Lifestyle Viral and Trending 02 Oct 2019 A silent film with a ...

A silent film with a loud message

DECCAN CHRONICLE. | RESHMI CHAKRAVORTY
Published Oct 2, 2019, 12:32 am IST
Updated Oct 2, 2019, 12:32 am IST
Documentary filmmaker Anshul Sinha’s short film, The Silent Voice has won several awards at film festivals around the world.
A still from the movie The Silent Voice
 A still from the movie The Silent Voice

A small girl sitting and drawing what she sees outside her school window forms the heartwarming start of the silent short film on lake contamination and environment crisis in Hyderabad, which is making waves at film festivals around the world.

At a little over two minutes, The Silent Voice, directed by city-based documentary filmmaker Anshul Sinha, drives home a strong message even as it tugs at emotions. The movie, which stars three main characters — a small girl, her drawing teacher and the lake — moved the jury of LAMPA International Film Festival 2019, Russia and was awarded the second best film amongst 8,500 works from 132 countries.

 

Elaborating on what went on behind-the-scenes and the motivation behind the subject, Anshul says, “We made the film a year ago and since then, it has travelled to many film festivals.
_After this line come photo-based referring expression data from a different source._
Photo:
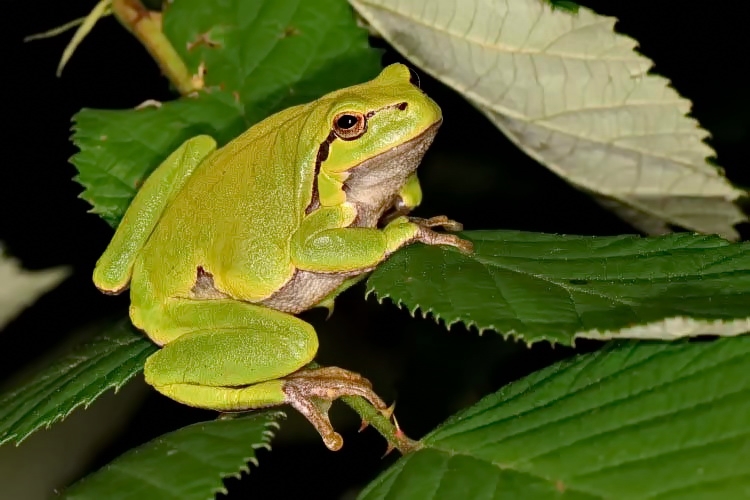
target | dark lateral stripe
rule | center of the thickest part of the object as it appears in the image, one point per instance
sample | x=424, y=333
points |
x=322, y=156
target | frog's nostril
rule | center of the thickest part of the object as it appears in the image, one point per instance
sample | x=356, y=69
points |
x=414, y=78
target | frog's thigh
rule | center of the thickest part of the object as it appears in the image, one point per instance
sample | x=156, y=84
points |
x=233, y=358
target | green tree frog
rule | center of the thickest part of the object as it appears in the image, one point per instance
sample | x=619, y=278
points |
x=222, y=247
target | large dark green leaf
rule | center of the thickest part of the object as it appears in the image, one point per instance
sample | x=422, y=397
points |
x=261, y=57
x=188, y=464
x=635, y=420
x=106, y=362
x=549, y=287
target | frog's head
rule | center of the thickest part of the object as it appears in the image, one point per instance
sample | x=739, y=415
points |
x=379, y=132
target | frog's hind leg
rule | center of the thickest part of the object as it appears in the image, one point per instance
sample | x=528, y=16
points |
x=243, y=357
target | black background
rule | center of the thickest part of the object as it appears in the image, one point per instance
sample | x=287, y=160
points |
x=472, y=174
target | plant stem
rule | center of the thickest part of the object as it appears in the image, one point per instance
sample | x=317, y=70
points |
x=146, y=25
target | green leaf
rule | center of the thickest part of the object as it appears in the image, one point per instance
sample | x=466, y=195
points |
x=548, y=287
x=77, y=379
x=634, y=420
x=261, y=57
x=189, y=463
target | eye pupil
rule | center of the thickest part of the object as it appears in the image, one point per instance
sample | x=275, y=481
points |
x=346, y=122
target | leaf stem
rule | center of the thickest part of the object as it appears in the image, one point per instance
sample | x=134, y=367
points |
x=146, y=26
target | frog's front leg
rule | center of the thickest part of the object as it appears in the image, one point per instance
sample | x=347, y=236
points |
x=409, y=197
x=244, y=357
x=325, y=243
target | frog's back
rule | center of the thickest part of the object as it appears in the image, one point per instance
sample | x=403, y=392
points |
x=228, y=230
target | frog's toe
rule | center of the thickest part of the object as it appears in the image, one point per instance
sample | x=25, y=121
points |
x=311, y=391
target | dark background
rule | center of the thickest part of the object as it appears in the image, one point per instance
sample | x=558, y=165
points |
x=472, y=174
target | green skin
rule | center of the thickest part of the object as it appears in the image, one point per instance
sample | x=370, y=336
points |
x=221, y=247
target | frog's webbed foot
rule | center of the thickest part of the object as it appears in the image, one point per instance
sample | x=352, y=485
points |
x=311, y=391
x=428, y=236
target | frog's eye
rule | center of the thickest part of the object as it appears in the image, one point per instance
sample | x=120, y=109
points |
x=349, y=125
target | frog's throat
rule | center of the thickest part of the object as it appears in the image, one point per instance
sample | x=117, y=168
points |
x=372, y=186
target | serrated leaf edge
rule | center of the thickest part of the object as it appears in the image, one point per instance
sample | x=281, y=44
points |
x=670, y=328
x=85, y=402
x=271, y=425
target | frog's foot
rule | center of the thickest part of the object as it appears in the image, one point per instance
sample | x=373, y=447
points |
x=428, y=236
x=311, y=391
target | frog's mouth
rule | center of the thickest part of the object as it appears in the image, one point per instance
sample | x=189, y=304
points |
x=373, y=185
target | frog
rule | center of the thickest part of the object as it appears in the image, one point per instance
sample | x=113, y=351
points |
x=223, y=247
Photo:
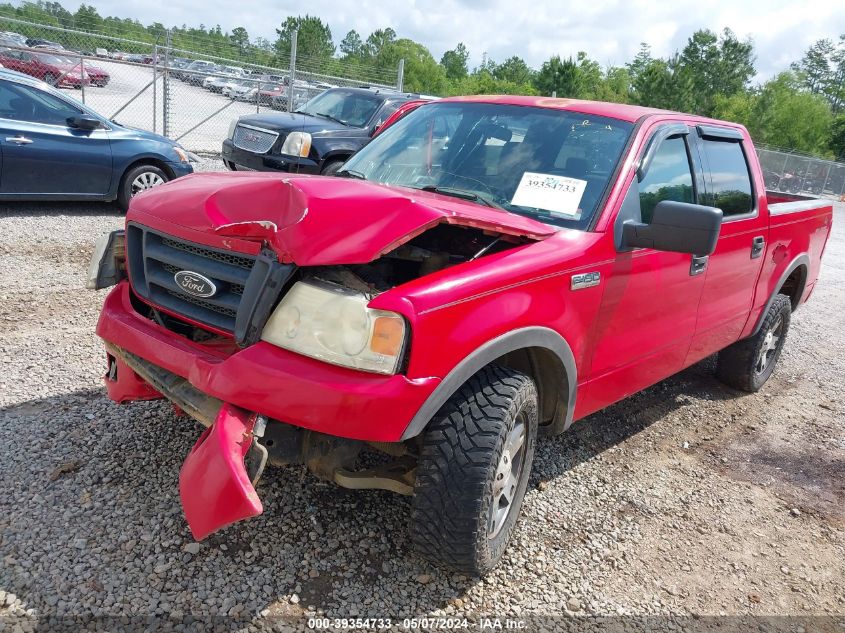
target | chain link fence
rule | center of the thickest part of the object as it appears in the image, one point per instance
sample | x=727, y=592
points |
x=157, y=86
x=795, y=173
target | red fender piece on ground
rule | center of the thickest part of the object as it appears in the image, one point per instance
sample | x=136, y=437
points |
x=213, y=483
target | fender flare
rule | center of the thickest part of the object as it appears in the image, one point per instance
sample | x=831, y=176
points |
x=801, y=260
x=491, y=350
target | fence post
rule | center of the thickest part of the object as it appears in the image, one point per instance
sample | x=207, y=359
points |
x=291, y=77
x=827, y=177
x=82, y=77
x=165, y=86
x=155, y=87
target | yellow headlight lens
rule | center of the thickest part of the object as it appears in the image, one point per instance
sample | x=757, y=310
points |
x=335, y=325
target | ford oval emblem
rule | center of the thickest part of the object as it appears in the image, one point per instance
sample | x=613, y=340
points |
x=195, y=284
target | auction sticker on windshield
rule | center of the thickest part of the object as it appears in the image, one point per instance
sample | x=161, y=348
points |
x=559, y=195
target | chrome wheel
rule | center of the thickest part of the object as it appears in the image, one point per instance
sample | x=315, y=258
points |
x=770, y=345
x=146, y=180
x=506, y=479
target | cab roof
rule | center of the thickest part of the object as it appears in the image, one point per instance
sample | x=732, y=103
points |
x=621, y=111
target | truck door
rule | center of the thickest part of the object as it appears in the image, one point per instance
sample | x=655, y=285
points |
x=648, y=312
x=733, y=268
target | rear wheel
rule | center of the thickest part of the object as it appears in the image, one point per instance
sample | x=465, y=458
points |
x=473, y=470
x=139, y=179
x=747, y=364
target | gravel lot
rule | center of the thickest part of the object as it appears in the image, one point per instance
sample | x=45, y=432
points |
x=688, y=498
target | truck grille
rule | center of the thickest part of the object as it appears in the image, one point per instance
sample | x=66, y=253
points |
x=154, y=260
x=253, y=139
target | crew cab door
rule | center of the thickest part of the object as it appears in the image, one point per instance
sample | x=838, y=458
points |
x=648, y=312
x=733, y=268
x=42, y=154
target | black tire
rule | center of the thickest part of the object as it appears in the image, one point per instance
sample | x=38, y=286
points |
x=747, y=364
x=331, y=167
x=125, y=192
x=461, y=459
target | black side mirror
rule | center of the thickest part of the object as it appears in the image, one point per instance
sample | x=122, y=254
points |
x=84, y=122
x=678, y=227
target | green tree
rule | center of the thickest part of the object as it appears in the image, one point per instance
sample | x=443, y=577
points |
x=822, y=71
x=313, y=42
x=422, y=73
x=559, y=77
x=711, y=65
x=454, y=62
x=786, y=116
x=615, y=85
x=514, y=70
x=378, y=41
x=837, y=137
x=352, y=46
x=87, y=18
x=64, y=17
x=240, y=39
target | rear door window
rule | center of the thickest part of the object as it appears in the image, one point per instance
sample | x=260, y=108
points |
x=669, y=177
x=729, y=179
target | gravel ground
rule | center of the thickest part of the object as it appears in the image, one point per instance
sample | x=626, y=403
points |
x=688, y=498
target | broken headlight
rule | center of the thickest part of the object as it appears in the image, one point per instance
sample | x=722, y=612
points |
x=334, y=324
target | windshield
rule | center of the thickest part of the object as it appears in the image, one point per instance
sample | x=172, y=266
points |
x=552, y=165
x=345, y=106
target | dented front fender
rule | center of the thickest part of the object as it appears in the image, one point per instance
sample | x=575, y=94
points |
x=213, y=483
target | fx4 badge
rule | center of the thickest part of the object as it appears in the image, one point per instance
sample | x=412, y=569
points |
x=195, y=284
x=585, y=280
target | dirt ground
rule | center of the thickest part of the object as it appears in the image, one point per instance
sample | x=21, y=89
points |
x=688, y=498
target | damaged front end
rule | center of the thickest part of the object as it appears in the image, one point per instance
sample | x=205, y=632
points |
x=295, y=270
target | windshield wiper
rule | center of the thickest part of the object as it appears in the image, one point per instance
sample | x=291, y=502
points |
x=460, y=193
x=350, y=173
x=329, y=117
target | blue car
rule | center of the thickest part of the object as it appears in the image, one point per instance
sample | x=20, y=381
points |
x=54, y=148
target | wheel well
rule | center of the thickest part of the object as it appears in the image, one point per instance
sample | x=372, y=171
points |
x=148, y=161
x=794, y=285
x=548, y=373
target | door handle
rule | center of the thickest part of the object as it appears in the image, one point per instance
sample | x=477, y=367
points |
x=698, y=264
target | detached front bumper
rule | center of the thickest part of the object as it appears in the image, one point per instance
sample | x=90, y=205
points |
x=265, y=379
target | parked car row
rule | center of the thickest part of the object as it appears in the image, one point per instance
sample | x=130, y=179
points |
x=55, y=148
x=319, y=136
x=55, y=67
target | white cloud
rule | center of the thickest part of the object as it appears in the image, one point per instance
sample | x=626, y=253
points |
x=610, y=31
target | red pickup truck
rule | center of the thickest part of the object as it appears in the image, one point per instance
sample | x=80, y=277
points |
x=486, y=270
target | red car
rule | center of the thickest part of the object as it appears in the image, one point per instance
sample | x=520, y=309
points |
x=487, y=270
x=96, y=76
x=49, y=67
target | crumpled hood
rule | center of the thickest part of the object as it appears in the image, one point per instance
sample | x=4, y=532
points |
x=317, y=220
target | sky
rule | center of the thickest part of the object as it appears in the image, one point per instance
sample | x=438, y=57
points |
x=608, y=31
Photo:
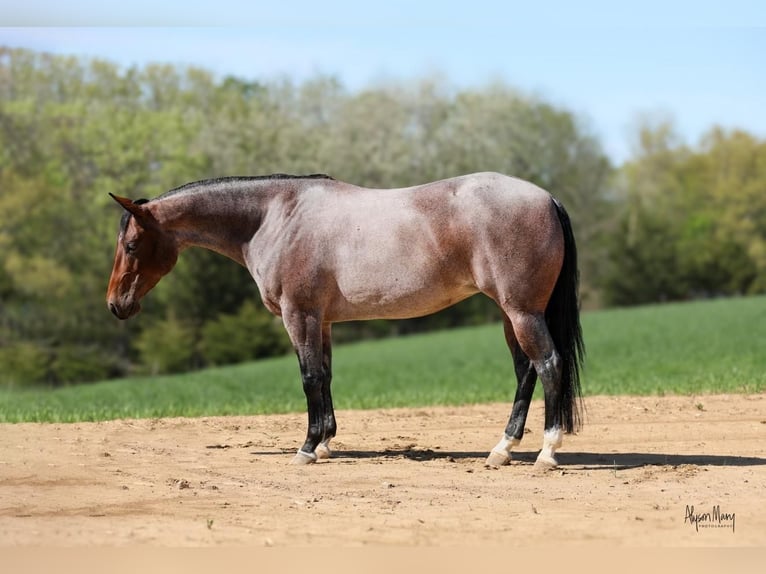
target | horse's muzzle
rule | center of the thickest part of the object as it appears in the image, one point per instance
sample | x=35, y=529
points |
x=123, y=312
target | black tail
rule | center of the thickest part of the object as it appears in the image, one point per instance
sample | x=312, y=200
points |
x=563, y=319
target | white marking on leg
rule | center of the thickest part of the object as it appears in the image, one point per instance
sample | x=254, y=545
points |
x=323, y=450
x=304, y=458
x=552, y=439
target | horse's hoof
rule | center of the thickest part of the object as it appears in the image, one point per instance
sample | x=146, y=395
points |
x=304, y=458
x=545, y=463
x=322, y=451
x=497, y=459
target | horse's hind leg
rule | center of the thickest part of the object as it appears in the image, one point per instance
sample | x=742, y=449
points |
x=526, y=377
x=535, y=341
x=330, y=426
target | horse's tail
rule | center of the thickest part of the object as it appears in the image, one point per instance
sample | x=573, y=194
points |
x=563, y=318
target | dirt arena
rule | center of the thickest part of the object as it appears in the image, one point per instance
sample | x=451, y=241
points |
x=412, y=477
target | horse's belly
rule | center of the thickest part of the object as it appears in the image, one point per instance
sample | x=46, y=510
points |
x=395, y=295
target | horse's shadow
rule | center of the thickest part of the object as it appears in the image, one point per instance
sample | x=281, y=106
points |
x=583, y=460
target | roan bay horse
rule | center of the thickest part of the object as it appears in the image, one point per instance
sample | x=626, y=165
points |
x=323, y=251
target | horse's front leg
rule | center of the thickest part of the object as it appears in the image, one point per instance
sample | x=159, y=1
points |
x=330, y=426
x=305, y=331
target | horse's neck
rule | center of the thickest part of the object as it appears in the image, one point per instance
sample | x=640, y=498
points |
x=220, y=222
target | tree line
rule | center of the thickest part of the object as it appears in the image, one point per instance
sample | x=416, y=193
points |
x=673, y=223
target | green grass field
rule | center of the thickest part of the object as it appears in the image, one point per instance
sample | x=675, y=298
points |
x=702, y=347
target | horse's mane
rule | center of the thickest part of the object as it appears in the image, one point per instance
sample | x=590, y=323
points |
x=209, y=183
x=220, y=181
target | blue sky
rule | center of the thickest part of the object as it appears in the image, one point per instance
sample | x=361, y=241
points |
x=698, y=62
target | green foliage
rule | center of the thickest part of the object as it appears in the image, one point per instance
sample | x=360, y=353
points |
x=690, y=222
x=77, y=363
x=22, y=363
x=166, y=346
x=673, y=223
x=690, y=348
x=247, y=335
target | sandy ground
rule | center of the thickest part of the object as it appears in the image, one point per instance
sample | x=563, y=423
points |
x=412, y=477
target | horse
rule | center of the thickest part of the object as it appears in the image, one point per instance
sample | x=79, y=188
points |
x=323, y=251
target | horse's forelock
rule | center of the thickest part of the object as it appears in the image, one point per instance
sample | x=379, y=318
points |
x=126, y=216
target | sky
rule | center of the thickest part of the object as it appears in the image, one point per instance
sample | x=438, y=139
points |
x=698, y=63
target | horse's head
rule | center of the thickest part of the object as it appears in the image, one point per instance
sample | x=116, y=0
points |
x=145, y=253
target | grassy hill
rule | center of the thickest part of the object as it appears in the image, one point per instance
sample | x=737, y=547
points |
x=700, y=347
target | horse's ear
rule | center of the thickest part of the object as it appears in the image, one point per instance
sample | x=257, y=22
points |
x=136, y=209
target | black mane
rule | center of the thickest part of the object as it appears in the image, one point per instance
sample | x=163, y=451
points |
x=242, y=179
x=221, y=180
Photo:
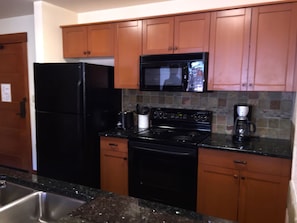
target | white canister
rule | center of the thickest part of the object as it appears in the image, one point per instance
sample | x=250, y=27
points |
x=143, y=121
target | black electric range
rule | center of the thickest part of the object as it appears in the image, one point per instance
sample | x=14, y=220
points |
x=163, y=159
x=180, y=127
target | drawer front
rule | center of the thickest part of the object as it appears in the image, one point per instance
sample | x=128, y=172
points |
x=243, y=161
x=114, y=144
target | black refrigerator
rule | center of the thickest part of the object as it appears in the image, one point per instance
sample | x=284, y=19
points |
x=73, y=102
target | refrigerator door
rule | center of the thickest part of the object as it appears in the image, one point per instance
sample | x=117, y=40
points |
x=60, y=146
x=59, y=87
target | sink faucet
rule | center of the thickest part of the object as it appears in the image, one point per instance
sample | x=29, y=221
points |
x=2, y=181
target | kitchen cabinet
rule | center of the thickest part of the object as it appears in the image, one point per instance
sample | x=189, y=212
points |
x=242, y=187
x=273, y=48
x=229, y=47
x=178, y=34
x=253, y=49
x=128, y=42
x=114, y=165
x=88, y=40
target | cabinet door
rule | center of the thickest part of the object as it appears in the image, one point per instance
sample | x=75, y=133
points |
x=75, y=41
x=101, y=40
x=229, y=49
x=262, y=198
x=273, y=47
x=114, y=165
x=191, y=33
x=127, y=52
x=218, y=191
x=158, y=35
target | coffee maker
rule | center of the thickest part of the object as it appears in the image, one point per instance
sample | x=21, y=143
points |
x=243, y=127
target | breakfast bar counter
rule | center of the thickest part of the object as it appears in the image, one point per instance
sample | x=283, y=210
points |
x=107, y=207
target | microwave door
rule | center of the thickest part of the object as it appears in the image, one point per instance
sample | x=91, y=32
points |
x=196, y=78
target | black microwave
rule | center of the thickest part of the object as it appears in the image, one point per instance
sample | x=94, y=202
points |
x=174, y=72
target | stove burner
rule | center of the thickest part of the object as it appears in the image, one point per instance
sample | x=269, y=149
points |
x=183, y=138
x=178, y=127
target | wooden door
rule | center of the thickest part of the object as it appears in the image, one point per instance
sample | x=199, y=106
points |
x=218, y=191
x=101, y=40
x=15, y=133
x=158, y=35
x=273, y=47
x=127, y=52
x=262, y=198
x=191, y=33
x=114, y=165
x=229, y=49
x=75, y=41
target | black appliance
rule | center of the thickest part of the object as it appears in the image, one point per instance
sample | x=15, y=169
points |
x=174, y=72
x=163, y=159
x=243, y=127
x=71, y=108
x=125, y=120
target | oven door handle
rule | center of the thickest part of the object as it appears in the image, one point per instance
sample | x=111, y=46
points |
x=164, y=152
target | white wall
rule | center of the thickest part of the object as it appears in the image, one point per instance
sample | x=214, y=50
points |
x=25, y=24
x=48, y=19
x=161, y=8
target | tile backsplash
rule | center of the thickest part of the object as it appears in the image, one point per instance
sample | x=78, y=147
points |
x=271, y=111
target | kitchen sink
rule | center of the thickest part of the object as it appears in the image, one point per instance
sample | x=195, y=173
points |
x=11, y=192
x=38, y=207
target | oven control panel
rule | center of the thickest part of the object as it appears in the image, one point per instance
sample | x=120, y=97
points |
x=167, y=115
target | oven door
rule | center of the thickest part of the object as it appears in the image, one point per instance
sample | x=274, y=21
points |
x=166, y=174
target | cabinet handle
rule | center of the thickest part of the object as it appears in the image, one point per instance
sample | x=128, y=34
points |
x=240, y=162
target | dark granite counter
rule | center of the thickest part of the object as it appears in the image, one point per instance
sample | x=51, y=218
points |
x=106, y=207
x=259, y=146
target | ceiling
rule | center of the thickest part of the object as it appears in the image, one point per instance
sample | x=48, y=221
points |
x=13, y=8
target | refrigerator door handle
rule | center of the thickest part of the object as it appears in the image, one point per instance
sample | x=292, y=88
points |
x=22, y=112
x=78, y=96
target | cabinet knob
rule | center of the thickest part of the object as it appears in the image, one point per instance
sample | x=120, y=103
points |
x=243, y=162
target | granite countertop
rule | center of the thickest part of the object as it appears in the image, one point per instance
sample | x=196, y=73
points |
x=259, y=146
x=280, y=148
x=106, y=207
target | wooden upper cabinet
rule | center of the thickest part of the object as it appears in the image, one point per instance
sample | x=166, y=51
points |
x=229, y=49
x=88, y=40
x=191, y=33
x=75, y=41
x=127, y=51
x=253, y=49
x=179, y=34
x=273, y=48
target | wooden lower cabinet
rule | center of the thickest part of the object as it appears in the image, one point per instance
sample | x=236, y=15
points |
x=114, y=165
x=242, y=187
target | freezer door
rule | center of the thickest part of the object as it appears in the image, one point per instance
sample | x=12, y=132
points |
x=59, y=87
x=60, y=146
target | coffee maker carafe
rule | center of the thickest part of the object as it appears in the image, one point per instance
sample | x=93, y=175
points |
x=243, y=127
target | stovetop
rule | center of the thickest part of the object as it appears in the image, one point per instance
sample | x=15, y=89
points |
x=177, y=126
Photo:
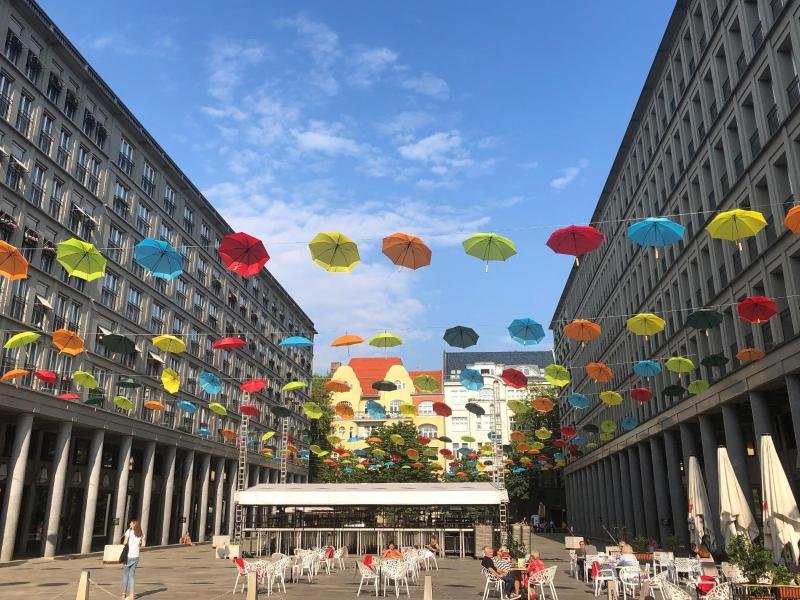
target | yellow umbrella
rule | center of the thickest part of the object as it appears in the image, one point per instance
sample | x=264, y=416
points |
x=169, y=343
x=734, y=225
x=646, y=324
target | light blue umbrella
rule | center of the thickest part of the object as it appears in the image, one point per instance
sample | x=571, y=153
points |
x=577, y=400
x=526, y=331
x=655, y=232
x=471, y=379
x=296, y=341
x=158, y=258
x=209, y=383
x=647, y=368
With this recent win at the LAMPA International Film Festival, our confidence has grown by leaps and bounds. The film is about a deaf girl who tries to save the Ibrahim Lake through her drawing. It was the idea of our producer, Sunil Chakravarthi to highlight the issue of disappearing lakes in Hyderabad.”

“Hyderabad was once known as the city of lakes but now, due to rampant construction, land filling, and lakes being dumped with garbage, that is no longer the case. I wanted to highlight this pathetic state of affairs,” explains Sunil, who admits that the team was skeptical about sending the film to festivals as it would show India in a poor light.

“We were initially skeptical but the situation we are facing in Hyderabad now is being faced by many cities worldwide, we only highlighted the plight,” shares Sunil.

Meanwhile, the director points out that finding the right shooting location was one of the biggest challenges, apart from getting the cast right. “We tried every possible place near the lake but couldn’t find the right locale. Later, we had to use green screen to portray the school beside the dirty lake. Also, we needed a powerful enough character who could be expressive using only the eyes and no words. After auditioning many kids, we finally got our lead, Trisha on board,” says Anshul.

For the class 3 student who is already into dramatics at school, her passion for acting helped her do justice to the role of a deaf girl who is concerned about her immediate environment. The team is now keen to see their film travel across more film festivals and win more accolades along with raising awareness about the environment.